Tengréla, 27 jan 2026 (AIP) – L’écosystème média de l’association Résilience pour la Paix (R4P) a sensibilisé lundi 26 janvier 2026, lors d’une table-ronde radiophonique, les populations de Flabougou sur les stratégies de prévention des rumeurs et de gestion pacifique des tensions en vue de promouvoir les stratégies locales de lutte contre la désinformation et les tensions communautaires.
Animée en langue Peuhl par l’animateur Radio et influenceur, Sidibé Moussa, l’émission avait pour objectif de développer des réflexes citoyens face aux fausses informations. Il s’agissait notamment d’encourager la vérification des sources, le dialogue communautaire et le recours aux personnes ressources en cas de doute.
Selon l’animateur, les réseaux sociaux occupent désormais une place centrale dans la vie quotidienne, mais leur mauvaise utilisation peut engendrer des conséquences graves.
« Les réseaux sociaux comme Facebook, WhatsApp ou TikTok nous permettent de communiquer rapidement et de nous exprimer librement. Cependant, mal utilisés, ils peuvent devenir des vecteurs de rumeurs, de discours de haine et de conflits », a-t-il expliqué.
Pour sa part, la représentante locale de l’association Résilience pour la Paix, Bouakema Diomandé, a exhorté les populations à adopter un comportement responsable comme encouragé par la compagne « en ligne, tous responsables » et « stop aux sorciers numériques ».

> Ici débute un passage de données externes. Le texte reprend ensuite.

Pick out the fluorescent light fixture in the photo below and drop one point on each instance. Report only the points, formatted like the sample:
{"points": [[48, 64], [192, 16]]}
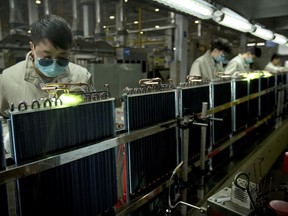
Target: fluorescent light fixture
{"points": [[231, 19], [279, 39], [262, 33], [198, 8]]}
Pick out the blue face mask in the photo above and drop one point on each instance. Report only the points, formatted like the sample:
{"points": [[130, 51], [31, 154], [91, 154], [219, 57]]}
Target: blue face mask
{"points": [[219, 58], [249, 60], [51, 70]]}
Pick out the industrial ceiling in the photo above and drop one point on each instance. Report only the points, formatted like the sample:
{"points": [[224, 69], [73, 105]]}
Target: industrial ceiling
{"points": [[270, 14]]}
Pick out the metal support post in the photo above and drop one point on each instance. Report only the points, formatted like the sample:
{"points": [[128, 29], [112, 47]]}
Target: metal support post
{"points": [[200, 193]]}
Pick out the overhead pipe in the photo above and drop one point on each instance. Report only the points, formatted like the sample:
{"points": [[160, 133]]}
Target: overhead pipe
{"points": [[140, 27], [12, 19], [120, 24], [32, 12], [98, 21]]}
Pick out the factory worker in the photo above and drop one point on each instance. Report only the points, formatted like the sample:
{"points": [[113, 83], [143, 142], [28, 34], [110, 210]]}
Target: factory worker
{"points": [[274, 66], [47, 62], [241, 62], [206, 66]]}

Elle a noté que cette initiative s’inscrit dans le cadre du projet renforcer la fiabilité de l’information en Afrique de l’Ouest et au Sahel, mis en œuvre en Côte d’Ivoire avec l’appui de résilience pour la paix.
Un participant, Sidibé Alassane, a souligné qu’un simple partage non vérifié peut détruire des réputations et semer la peur, tandis qu’un usage responsable peut renforcer la cohésion sociale. Il a invité chacun à se poser trois questions avant de partager une information : « Est-ce vrai ? Est-ce utile ? Est-ce que cela favorise la paix ou le conflit ? ». Pour lui, la paix commence également à travers les téléphones portables, qui doivent devenir des outils de solidarité et de vivre-ensemble.
Les échanges ont ainsi porté sur les moyens de transformer ces outils numériques en espaces de dialogue et de promotion de la paix à travers des informations fiables. Le thème principal de la rencontre, intitulé “Fausses informations et conflits intercommunautaires : comprendre pour mieux prévenir”, a suscité l’intérêt des auditeurs.